ゲームの作り方を教えるマー・ヤン © bilibili 閱文動漫 改編自閱文集團旗下起點讀書小說《虧成首富從遊戲開始》 作者:青衫取醉

――それでは、楽しみにしている人にメッセージをお願いします。

小野:『破産富豪 The Richest Man in GAME』はサクセスストーリーで、物語自体はすごくスピーディに進んでいきます。何が起こっているのか、すごくわかりやすいので見やすいと思いますし、主人公のペイ・チェンが意図していない方向にどんどん展開が進んでいく、面白さを感じていただけたらなと思います。ペイ・チェン的にはうまくいっていないのに、生活も豊かになっていく状況をどうしていくのか、個人的にも楽しみにしているポイントです。

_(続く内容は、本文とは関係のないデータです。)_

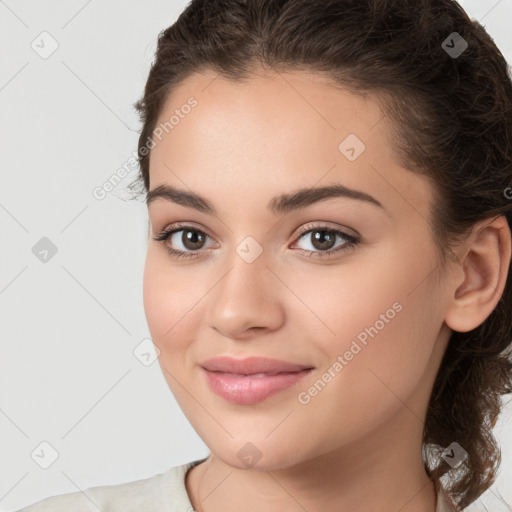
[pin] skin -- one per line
(244, 144)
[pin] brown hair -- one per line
(452, 123)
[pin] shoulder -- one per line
(164, 491)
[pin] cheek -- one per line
(383, 323)
(169, 298)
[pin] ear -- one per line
(480, 279)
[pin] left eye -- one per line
(192, 240)
(323, 239)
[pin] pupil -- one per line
(192, 238)
(323, 239)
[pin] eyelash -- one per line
(164, 235)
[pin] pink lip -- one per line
(231, 378)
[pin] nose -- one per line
(247, 297)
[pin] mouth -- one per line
(251, 380)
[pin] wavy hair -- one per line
(452, 122)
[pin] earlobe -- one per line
(484, 273)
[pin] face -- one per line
(343, 285)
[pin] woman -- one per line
(327, 274)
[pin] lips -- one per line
(251, 365)
(251, 380)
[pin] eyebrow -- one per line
(283, 203)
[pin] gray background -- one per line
(69, 326)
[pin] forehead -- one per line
(273, 132)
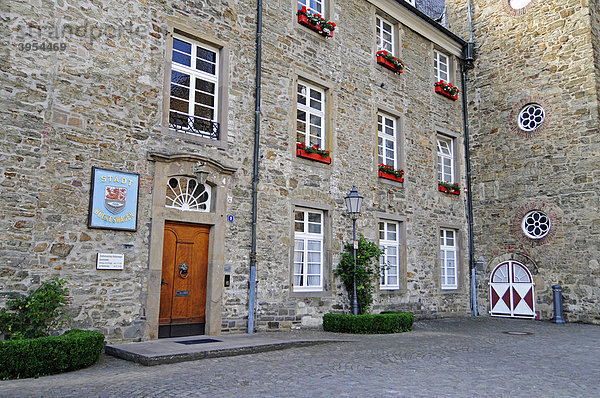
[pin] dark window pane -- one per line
(205, 86)
(181, 58)
(180, 92)
(203, 112)
(205, 66)
(206, 99)
(179, 105)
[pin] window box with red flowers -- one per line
(447, 187)
(390, 62)
(447, 90)
(313, 153)
(316, 22)
(389, 173)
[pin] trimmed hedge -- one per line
(73, 350)
(386, 322)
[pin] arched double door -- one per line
(512, 291)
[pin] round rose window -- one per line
(536, 224)
(531, 117)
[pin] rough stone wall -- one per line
(545, 53)
(99, 102)
(346, 63)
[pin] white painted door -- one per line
(512, 291)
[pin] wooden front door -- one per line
(183, 284)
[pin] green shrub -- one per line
(73, 350)
(367, 272)
(35, 314)
(389, 322)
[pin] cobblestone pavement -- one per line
(460, 357)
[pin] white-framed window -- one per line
(448, 258)
(445, 146)
(441, 66)
(308, 250)
(316, 6)
(385, 35)
(389, 242)
(194, 88)
(310, 115)
(387, 153)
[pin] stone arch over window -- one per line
(530, 104)
(548, 228)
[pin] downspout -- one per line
(252, 296)
(468, 64)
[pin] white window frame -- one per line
(449, 258)
(380, 31)
(441, 66)
(300, 268)
(387, 132)
(318, 6)
(445, 154)
(312, 112)
(195, 74)
(386, 244)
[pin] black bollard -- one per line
(557, 292)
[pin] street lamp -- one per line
(353, 204)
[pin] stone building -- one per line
(535, 149)
(128, 159)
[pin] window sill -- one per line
(303, 20)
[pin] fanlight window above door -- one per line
(187, 194)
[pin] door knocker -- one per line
(183, 267)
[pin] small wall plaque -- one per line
(110, 261)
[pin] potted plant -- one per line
(449, 188)
(315, 22)
(313, 152)
(389, 173)
(390, 62)
(447, 90)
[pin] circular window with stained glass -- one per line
(536, 224)
(531, 117)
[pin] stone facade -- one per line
(102, 100)
(544, 53)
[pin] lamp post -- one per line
(353, 204)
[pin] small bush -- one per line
(73, 350)
(35, 314)
(389, 322)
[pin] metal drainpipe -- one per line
(469, 54)
(252, 296)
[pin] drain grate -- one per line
(515, 333)
(198, 341)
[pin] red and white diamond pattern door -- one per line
(512, 291)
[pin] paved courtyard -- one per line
(466, 357)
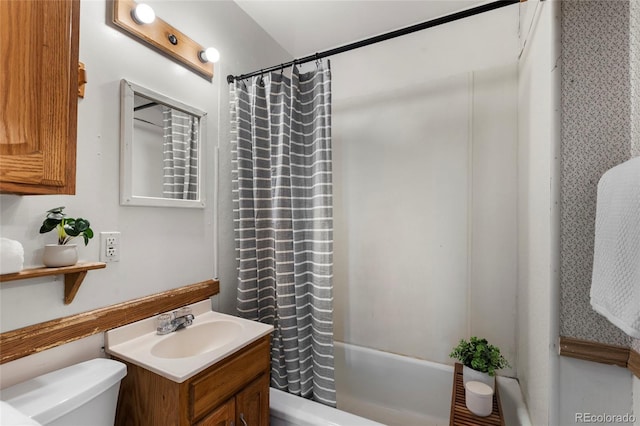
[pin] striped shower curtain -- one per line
(282, 186)
(180, 154)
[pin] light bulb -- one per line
(211, 54)
(143, 14)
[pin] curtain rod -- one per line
(382, 37)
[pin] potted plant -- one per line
(63, 253)
(480, 360)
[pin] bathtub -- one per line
(375, 387)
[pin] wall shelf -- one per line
(73, 276)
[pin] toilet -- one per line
(82, 394)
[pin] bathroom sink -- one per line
(182, 354)
(196, 339)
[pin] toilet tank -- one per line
(82, 394)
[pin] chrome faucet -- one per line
(168, 323)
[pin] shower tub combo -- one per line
(375, 387)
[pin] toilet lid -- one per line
(52, 395)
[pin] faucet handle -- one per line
(163, 323)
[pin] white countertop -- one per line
(133, 343)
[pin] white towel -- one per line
(615, 284)
(11, 256)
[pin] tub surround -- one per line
(395, 389)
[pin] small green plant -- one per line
(67, 227)
(479, 355)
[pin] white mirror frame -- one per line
(127, 198)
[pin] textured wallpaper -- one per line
(596, 116)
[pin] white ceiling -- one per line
(304, 27)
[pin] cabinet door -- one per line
(222, 416)
(39, 41)
(252, 403)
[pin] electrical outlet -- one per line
(109, 246)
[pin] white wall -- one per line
(538, 221)
(424, 138)
(636, 400)
(593, 388)
(161, 248)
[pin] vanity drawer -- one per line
(220, 382)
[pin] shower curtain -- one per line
(282, 186)
(180, 154)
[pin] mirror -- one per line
(160, 150)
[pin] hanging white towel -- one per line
(615, 284)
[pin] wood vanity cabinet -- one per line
(39, 41)
(234, 391)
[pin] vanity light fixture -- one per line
(143, 14)
(210, 54)
(131, 17)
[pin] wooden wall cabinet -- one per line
(39, 41)
(234, 391)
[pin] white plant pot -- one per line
(469, 374)
(60, 255)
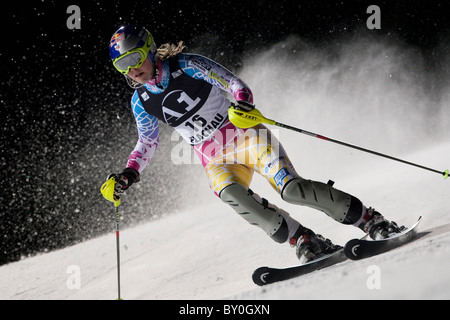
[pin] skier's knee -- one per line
(257, 211)
(339, 205)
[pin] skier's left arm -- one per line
(199, 67)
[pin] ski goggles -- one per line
(132, 59)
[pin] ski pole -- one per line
(107, 190)
(243, 119)
(118, 248)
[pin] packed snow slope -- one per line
(374, 95)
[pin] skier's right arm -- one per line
(144, 150)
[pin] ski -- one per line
(267, 275)
(357, 249)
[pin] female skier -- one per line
(185, 91)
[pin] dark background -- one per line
(66, 120)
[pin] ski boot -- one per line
(377, 226)
(310, 246)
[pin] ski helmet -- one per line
(130, 46)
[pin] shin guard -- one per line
(257, 211)
(338, 205)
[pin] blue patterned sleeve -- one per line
(148, 131)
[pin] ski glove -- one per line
(244, 106)
(124, 181)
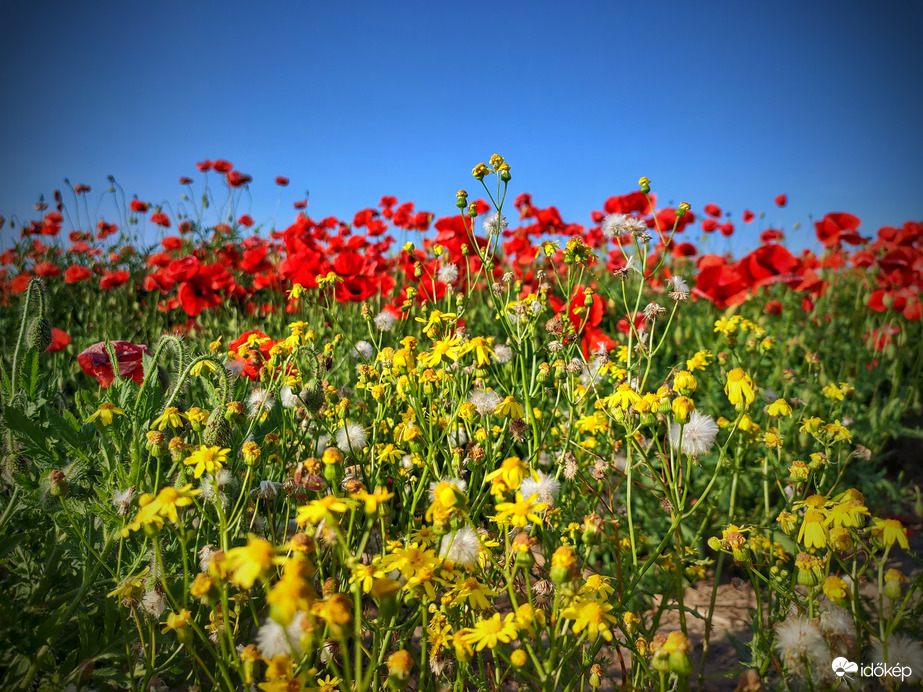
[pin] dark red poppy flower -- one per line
(95, 361)
(238, 179)
(76, 273)
(160, 219)
(114, 279)
(59, 339)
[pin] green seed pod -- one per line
(217, 429)
(38, 333)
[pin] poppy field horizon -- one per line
(485, 450)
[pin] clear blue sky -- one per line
(727, 102)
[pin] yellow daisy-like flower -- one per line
(779, 408)
(481, 348)
(739, 388)
(253, 561)
(813, 533)
(592, 616)
(511, 472)
(448, 348)
(489, 633)
(207, 460)
(522, 511)
(170, 417)
(105, 413)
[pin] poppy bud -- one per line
(38, 334)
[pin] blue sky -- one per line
(725, 102)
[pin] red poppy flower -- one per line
(160, 219)
(238, 179)
(95, 361)
(105, 230)
(47, 269)
(59, 339)
(75, 273)
(838, 227)
(113, 279)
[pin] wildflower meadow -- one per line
(490, 450)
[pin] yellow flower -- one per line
(207, 460)
(315, 511)
(481, 348)
(196, 369)
(177, 621)
(248, 563)
(522, 511)
(592, 616)
(813, 533)
(448, 348)
(489, 633)
(511, 472)
(510, 408)
(739, 388)
(699, 361)
(779, 408)
(436, 319)
(104, 413)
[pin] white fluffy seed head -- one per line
(351, 436)
(698, 435)
(462, 548)
(384, 320)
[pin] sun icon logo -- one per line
(841, 666)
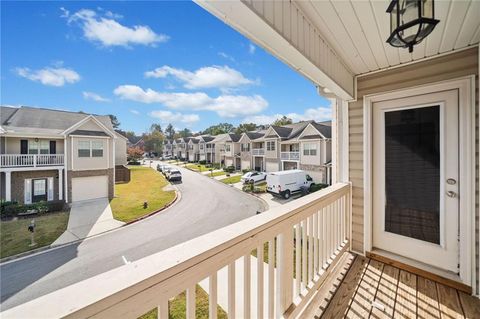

岡本:物語全体としては、成功者として駆け上がっていく楽しさと、ペイ・チェンを取り巻く環境がどんどん変わっていくことに比例して、個性豊かなキャラクターも増えていく感じが楽しいなと思っています。「どんなゲームを考えて破産しようとするのか」というペイ・チェンのアイデアも面白いです。

マー・ヤンはおそらく今後も成長しないキャラクターだろうと思ってまして(笑)。全然ダメなんですけれど、社長として成長していくペイ・チェンの片隅にいる1番のラッキーボーイみたいな感じです。マー・ヤンは社長のペイ・チェンに奢(おご)ってもらって楽しく食べているけれど、ペイ・チェンのほうがお金はもらっていない。社長として、秘密にしている部分を分からないまま、ずっと能天気に「ペイ・チェンは天才だ!」って言いながらついていく、マー・ヤンの愛嬌とかかわいらしさを、皆さんに見てもらえたらうれしいな思っております。